For Kim and I, we have cancelled a planned trip in October to the East Coast to see the kids, thinking we would reschedule in the later part of the year (NOT happening). Then we planned a repeat trip north to visit friends Frank and Loretta (pseudonym), planning to visit more than a dozen California Missions along the way. Besides many of the Missions being closed due to COVID, what kiboshed this plan was the spike in infections in California (admittedly centered around Los Angeles, which we had planned to avoid) and the subsequent announcements by California Governor Newsom that residents should avoid travel of all unnecessary sorts. When speaking with a family member after an overnight to the L.A. area right after Thanksgiving (almost hard to believe we did that in hindsight), we felt guilty about our travel plans and promptly cancelled our trip. When doing so, it was interesting that Frank and Loretta, who are technically even MORE vulnerable than we are, were not only not disappointed with our decision, they seemed almost relieved that we were declaring the cancellation.

Now, looking forward to the plans we have for Christmas in the next few days, our only plan is for an intimate dinner with Kim’s brother Jeff and his wife Lisa (they live 10 minutes away). We asked my sister Kathy and her husband Bennett (they live 20 minutes away) to join as they have had to cancel with their nearby children due to one free-range, school-attending grandchild and two high-vulnerability other grandchildren. They have yet to declare if they will join us. This example of screwed up family plans and the dynamic of confusion it is creating brings me to to my main story for today.

We had planned a post-Christmas visit from friends Gary and Oswaldo (highly vulnerable on account of age and medical history) and their friends Patrick and James. G&O have become very dear and close friends and P&J have, due to their closeness to G&O (they literally lived next door to them in Staten Island and took care of each other all during the COVID lockdowns earlier this year), have become friends of ours. With all of our family cancellations and the bad news of these surging infections and COVID deaths, we have been stopped in our tracks on visitation planning. We have heard of friends and family (I choose not to call out anyone in this story since we all live in glass houses on this issue these days) who are traveling over the holidays. This has brought up very conflicting emotions as we watch others in our family and friend group commenting on other family and friends’ plans. Everyone is so on edge about COVID that they cannot help but criticize each other for whatever gaps exist in their COVID quarantine plans. Everybody’s program during this pandemic is different and challengeable by someone. This is, in many ways, driving bigger than normal wedges between friends and family that can easily turn into direct finger-pointing should any of it turn into actual infection or, God forbid, serious illness or death.

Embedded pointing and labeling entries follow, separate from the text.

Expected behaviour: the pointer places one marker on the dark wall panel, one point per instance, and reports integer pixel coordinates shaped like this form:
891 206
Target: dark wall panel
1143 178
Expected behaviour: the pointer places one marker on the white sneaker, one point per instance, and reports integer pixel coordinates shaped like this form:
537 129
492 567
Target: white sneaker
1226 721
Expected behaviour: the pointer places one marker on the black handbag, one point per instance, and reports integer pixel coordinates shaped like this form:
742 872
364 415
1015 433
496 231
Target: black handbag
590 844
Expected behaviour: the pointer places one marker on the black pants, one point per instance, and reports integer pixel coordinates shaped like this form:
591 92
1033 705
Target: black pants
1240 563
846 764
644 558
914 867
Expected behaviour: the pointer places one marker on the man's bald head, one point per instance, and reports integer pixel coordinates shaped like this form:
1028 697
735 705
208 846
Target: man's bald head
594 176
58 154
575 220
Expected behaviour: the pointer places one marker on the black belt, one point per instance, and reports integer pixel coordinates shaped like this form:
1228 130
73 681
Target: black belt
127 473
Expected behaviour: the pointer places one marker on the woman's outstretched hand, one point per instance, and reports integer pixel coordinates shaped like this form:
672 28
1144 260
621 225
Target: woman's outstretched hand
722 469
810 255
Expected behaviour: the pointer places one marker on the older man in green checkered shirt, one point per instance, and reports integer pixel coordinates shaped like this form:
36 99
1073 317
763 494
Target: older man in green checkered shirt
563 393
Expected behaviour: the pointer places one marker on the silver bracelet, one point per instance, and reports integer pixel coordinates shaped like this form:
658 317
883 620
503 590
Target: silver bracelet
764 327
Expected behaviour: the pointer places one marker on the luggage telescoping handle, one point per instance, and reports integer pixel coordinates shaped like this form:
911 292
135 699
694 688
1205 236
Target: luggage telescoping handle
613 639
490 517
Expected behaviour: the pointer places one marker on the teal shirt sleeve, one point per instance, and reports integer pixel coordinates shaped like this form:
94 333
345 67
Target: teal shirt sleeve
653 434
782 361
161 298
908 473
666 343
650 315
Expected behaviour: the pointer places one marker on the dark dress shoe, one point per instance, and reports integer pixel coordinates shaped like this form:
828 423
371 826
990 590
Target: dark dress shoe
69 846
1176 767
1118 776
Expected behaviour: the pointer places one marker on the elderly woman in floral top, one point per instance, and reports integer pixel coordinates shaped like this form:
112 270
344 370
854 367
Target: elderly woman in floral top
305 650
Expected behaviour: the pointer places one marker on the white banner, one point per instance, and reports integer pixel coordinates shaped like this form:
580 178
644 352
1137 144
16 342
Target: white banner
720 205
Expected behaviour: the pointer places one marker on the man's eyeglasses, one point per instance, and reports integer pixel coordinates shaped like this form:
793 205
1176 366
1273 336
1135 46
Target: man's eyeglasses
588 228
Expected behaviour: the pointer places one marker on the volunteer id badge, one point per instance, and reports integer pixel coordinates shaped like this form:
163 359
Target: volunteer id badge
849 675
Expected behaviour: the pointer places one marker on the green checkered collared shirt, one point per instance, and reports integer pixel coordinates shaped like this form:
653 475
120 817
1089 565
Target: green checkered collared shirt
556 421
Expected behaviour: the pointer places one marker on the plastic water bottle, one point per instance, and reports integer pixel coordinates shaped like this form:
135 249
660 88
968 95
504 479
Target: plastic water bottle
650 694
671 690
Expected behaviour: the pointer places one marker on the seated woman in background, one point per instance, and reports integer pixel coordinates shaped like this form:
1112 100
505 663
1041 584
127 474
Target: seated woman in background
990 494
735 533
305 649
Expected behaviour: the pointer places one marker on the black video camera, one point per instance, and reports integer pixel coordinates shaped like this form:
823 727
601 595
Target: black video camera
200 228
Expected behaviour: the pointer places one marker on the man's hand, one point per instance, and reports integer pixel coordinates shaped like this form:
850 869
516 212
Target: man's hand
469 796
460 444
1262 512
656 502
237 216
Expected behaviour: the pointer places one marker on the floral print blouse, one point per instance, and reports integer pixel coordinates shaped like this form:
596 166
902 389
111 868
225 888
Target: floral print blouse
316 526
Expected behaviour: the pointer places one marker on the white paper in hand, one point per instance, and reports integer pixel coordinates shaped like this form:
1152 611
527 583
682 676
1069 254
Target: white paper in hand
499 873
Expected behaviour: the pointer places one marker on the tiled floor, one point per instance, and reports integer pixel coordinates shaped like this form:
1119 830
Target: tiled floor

Last night, we bit the bullet and called G&O and told them that all this “dust in the air” about holiday travel was wigging us out and making us want to call an audible of cancelling their and P&J’s visit next week. We told them that we even felt that P&J should postpone their visit for a better time. In normal times or with people of alternate priorities, this is the sort of plan disruption that can lead to hard feelings and strain relationships. But a funny thing happened, G&O called P&J and talked this all out and it turns out they all agreed that our instincts were right and the entire trip West needed to be postponed. G&O called to tell us and to thank us for helping them all come to a good conclusion.

I am a less touchy-feely person than Kim and I always notice that she ends all calls with friends and family with lots of “I love you’s”. I am somewhat more reserved, even though I learned long ago to overcome this silly barrier with my children. But I am still more hesitant to get that intimate with friends, whether they engage in the ILY program or not. But when G&O called to tell us that all was well and they felt good about the decision we had prompted, I ended the call by saying “We love you” to them. So, this has caused me to declare COVID as the Loving Pandemic. What’s not to love?